I have a piece of code that analyzes data streams from very large (10-100 GB) binaries. It works well, so it's time to start optimizing, and the IO drive is currently the biggest bottleneck.
Two types of files are used. The first type of file consists of a stream of 16-bit integers, which must be scaled after I / O to convert to a floating-point value that is physically significant. I read the file in chunks, and I read in chunks of data, reading one 16-bit code at a time, doing the required scaling, and then storing the result in an array. Code below:
int64_t read_current_chimera(FILE *input, double *current, int64_t position, int64_t length, chimera *daqsetup) { int64_t test; uint16_t iv; int64_t i; int64_t read = 0; if (fseeko64(input, (off64_t)position * sizeof(uint16_t), SEEK_SET)) { return 0; } for (i = 0; i < length; i++) { test = fread(&iv, sizeof(uint16_t), 1, input); if (test == 1) { read++; current[i] = chimera_gain(iv, daqsetup); } else { perror("End of file reached"); break; } } return read; }
The chimera_gain function simply takes a 16-bit integer, scales it, and returns double for storage.
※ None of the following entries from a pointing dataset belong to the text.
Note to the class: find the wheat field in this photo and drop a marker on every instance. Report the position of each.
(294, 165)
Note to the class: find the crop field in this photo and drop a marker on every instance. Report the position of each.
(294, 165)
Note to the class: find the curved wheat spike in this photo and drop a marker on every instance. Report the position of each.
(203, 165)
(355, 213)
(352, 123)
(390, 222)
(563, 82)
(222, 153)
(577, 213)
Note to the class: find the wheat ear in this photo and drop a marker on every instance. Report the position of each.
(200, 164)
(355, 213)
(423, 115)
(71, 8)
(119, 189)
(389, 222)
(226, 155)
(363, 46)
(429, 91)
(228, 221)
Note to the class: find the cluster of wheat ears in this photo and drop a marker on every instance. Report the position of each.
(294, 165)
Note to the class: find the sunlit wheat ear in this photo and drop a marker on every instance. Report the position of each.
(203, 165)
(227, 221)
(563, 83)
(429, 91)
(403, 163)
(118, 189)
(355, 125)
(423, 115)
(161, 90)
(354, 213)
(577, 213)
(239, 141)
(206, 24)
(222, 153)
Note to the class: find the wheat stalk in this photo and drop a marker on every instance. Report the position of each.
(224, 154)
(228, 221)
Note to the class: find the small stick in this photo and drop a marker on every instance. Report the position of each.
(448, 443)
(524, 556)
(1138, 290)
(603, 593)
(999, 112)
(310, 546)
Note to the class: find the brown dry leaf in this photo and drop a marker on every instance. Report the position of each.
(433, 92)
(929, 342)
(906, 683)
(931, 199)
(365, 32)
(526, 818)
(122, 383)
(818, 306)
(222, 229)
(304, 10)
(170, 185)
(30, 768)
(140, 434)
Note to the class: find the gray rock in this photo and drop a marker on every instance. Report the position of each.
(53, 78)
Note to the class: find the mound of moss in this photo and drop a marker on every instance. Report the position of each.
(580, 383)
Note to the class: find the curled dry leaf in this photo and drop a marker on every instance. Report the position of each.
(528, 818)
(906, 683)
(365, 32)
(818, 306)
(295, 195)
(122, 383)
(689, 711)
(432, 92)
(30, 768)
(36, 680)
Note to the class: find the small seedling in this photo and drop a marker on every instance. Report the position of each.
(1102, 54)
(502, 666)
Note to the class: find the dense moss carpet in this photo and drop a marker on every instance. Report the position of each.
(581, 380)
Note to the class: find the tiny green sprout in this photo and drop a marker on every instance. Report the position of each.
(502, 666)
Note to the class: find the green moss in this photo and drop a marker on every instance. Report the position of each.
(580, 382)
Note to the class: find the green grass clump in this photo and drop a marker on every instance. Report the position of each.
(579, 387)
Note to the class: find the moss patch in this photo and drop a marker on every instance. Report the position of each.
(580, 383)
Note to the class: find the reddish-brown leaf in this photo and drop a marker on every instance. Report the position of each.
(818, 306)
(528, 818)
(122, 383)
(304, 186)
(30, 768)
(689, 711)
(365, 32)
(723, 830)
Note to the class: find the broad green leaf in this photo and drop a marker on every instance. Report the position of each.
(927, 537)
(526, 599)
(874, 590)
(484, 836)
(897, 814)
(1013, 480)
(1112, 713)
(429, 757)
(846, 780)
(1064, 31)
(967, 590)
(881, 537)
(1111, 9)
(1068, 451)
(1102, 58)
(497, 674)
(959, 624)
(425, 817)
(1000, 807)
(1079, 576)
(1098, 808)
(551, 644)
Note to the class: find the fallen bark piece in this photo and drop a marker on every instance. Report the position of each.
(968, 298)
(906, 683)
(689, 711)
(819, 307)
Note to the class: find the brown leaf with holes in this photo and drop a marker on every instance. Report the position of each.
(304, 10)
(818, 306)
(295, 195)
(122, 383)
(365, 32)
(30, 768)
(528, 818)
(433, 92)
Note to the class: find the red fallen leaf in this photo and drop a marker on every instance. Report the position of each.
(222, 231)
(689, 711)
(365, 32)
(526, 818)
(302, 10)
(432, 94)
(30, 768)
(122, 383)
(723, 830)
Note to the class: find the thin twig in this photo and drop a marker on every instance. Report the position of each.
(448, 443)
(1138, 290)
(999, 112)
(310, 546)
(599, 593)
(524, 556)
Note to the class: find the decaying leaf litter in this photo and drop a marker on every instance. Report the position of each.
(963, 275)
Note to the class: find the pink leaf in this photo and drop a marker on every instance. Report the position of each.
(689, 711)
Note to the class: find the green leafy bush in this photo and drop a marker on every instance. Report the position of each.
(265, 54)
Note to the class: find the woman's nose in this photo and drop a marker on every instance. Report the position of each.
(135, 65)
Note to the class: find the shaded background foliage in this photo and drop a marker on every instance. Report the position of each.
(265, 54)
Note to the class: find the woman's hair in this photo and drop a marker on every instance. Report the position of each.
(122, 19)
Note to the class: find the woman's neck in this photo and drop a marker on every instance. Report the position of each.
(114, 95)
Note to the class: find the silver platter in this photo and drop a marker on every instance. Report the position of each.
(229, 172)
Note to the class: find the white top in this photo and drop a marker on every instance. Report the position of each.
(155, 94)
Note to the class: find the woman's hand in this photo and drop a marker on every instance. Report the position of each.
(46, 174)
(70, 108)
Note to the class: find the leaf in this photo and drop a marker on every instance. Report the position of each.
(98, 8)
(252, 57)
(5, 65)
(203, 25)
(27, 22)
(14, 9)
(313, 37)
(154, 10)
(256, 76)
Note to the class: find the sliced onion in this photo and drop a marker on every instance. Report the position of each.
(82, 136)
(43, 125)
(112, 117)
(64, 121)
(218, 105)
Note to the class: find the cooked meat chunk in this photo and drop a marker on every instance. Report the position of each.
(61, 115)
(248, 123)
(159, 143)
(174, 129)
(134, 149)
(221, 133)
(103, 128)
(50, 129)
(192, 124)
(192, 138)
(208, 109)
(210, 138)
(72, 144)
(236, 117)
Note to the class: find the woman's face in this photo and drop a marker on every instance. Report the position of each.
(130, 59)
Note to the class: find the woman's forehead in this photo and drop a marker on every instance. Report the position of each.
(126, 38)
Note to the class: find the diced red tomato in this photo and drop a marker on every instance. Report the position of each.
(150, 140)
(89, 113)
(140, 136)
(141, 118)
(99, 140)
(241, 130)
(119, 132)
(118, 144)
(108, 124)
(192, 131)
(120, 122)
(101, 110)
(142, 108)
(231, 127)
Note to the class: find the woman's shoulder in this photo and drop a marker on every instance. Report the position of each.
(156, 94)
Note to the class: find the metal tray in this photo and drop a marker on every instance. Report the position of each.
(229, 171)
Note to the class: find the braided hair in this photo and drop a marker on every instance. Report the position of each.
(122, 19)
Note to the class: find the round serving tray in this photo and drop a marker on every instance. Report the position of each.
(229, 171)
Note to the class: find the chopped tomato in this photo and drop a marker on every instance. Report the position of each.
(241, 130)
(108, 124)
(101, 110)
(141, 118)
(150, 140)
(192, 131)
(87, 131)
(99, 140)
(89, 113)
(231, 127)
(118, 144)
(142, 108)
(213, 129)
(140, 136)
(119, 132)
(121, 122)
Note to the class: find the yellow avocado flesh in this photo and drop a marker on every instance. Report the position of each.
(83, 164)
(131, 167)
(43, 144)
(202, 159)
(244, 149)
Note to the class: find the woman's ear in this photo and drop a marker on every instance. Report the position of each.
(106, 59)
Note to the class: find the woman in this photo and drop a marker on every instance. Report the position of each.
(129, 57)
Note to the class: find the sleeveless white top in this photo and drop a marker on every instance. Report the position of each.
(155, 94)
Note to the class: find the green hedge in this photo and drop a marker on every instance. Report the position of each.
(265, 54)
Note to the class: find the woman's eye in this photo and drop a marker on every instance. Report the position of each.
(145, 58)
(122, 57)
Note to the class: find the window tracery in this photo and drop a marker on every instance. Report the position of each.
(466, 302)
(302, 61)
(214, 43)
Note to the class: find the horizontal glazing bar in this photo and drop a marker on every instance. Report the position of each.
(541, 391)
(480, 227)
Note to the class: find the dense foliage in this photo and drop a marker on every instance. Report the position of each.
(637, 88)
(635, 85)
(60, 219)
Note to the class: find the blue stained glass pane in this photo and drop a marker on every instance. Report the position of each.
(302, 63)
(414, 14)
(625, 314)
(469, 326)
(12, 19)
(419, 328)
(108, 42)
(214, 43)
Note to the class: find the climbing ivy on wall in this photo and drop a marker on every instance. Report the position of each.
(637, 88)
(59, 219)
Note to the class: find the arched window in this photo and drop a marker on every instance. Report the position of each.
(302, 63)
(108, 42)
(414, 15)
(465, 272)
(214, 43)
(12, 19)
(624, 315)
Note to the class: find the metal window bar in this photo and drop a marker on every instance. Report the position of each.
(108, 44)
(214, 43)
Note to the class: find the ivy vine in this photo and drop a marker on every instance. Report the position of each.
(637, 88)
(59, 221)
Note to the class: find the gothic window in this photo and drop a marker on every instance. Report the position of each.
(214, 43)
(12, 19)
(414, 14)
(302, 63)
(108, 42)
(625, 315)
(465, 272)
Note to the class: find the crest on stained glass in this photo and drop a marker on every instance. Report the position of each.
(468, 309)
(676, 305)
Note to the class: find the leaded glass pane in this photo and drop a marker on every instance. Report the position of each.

The second type of file contains 64-bit doubles, but contains two columns, of which I only need the first. To do this, I confuse the pairs of doubles and discard the second. The twin must also be pre-replaced before use. The code I use for this is below:
int64_t read_current_double(FILE *input, double *current, int64_t position, int64_t length) { int64_t test; double iv[2]; int64_t i; int64_t read = 0; if (fseeko64(input, (off64_t)position * 2 * sizeof(double), SEEK_SET)) { return 0; } for (i = 0; i < length; i++) { test = fread(iv, sizeof(double), 2, input); if (test == 2) { read++; swapByteOrder((int64_t *)&iv[0]); current[i] = iv[0]; } else { perror("End of file reached: "); break; } } return read; }
Can someone suggest a method of reading these types of files that will be significantly faster than what I'm doing now?